The project aims to perform various visualizations and provide various insights from the considered Indian automobile dataset by performing data analysis that utilizing machine learning algorithms in R programming language. The considered dataset is of Indian cars that consists of various features such as model, manufacturer, year, transmission, engine, power etc. The insights that could be estimated from this dataset would be feature such as price of a specific car model that could be estimated using the other attributes of that particular car model using machine learning algorithms like Linear Regression
The automobile industry today is the most profitable industry. Due to increase in the income in both rural and urban sector and availability of easy finance are the main drivers of highvolume car segments. The objective of this project is to visualize and provide various insights from the considered Indian automobile dataset by performing data analysis that utilizing machine learning algorithms in R programming language. The considered dataset is of Indian cars that consists of various features such as model, manufacturer, year, transmission, engine, power etc. The insights that could be estimated from this dataset would be feature such as price of a specific car model that could be estimated using the other attributes of that particular car model using machine learning algorithms like Linear Regression. The objective also includes the study of various attributes of the considered Indian automobile dataset and finding the relationship or statistically, finding the correlation between them and visualizing the findings. The result of finding this relationship between various attributes of a vehicle will provide useful insights in building in a prediction model capable of predicting the price of a vehicle based on the other attributes. This kind of an analytics will help the consumers to decide the selling price of a vehicle without rough estimates which sometimes may underestimate the price of vehicles leading to loss of customer automobile value. Thus, this kind of analytics will certainly have a practical industry use case which might be useful to create end products to consumers which are capable of providing insights of various attributes of automobiles and also to look into analytics and knowing the segment of automobiles that are successful in the market.
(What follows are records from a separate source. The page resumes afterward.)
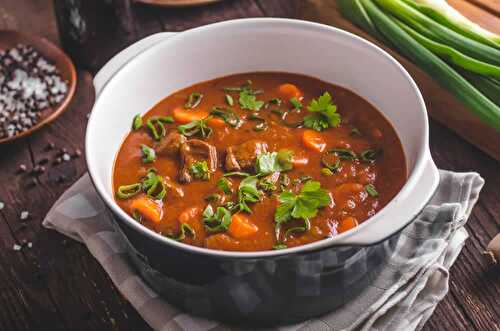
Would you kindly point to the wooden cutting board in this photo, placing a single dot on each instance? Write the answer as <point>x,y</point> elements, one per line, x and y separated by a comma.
<point>441,104</point>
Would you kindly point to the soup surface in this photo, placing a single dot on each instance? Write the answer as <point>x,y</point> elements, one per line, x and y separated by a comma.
<point>258,161</point>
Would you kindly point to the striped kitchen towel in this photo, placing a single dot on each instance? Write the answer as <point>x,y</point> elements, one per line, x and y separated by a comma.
<point>402,297</point>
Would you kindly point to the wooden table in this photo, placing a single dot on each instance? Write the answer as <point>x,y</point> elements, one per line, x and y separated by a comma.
<point>57,284</point>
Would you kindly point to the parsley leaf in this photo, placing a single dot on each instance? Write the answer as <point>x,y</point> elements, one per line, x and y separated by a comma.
<point>249,101</point>
<point>199,170</point>
<point>216,221</point>
<point>248,193</point>
<point>304,206</point>
<point>324,114</point>
<point>274,162</point>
The architecture of the entire project is divided into two parts which are the visualization and the data analysis parts of the project. The visualization part of the project deals with the various plotting of attributes while the data analysis part of the project deals with finding the relationship between various attributes in the dataset.
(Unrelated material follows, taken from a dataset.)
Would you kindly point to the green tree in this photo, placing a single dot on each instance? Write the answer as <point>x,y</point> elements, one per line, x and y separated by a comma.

First the dataset if taken into preprocessing where the data is cleaned of missing and nan values. Also, the data imputation takes place in this step. The dataset consists of many missing values and some required attributed that were false recorded as zero values like mileage which can only be a non-zero value. Since the rows that consisted missing values only amount to less than one percent of the data, rows with missing values are deleted and some rows with zero values are imputed with the mode of that particular attribute.
The visualization part consists of univariate analysis, analyzing the data in perspective of a single attribute then with bivariate analysis, analysis using two attributes and then with multivariate which deals with more than two attributes at the same time. Here the attribute’s distributions are visualized using count plots, barplots, histograms, etc. The bivariate analysis is done using scatter plots, box plots, violin plots and so on. Similar plots are used in multivariate analysis but the third or more dimensions are represented on two dimensions by adding colors or size to the plot attributes.
The data analysis is performed on the automobile dataset utilizing machine learning algorithms in order to study the various relationships between attributes of the considered Indian automobile dataset and attempts to consolidate the findings of the relationship between the attributes or statistically, finding the correlation between them and visualizing the findings. Of these features some of them might be a redundant and might be a good contributor to the prediction model and the task of eliminating such attributes also shall be considered. The result of finding this relationship between various attributes of a vehicle will provide useful insights in building in a prediction model capable of predicting the price of a vehicle based on the other parameters like manufacturer, year, horsepower and so on.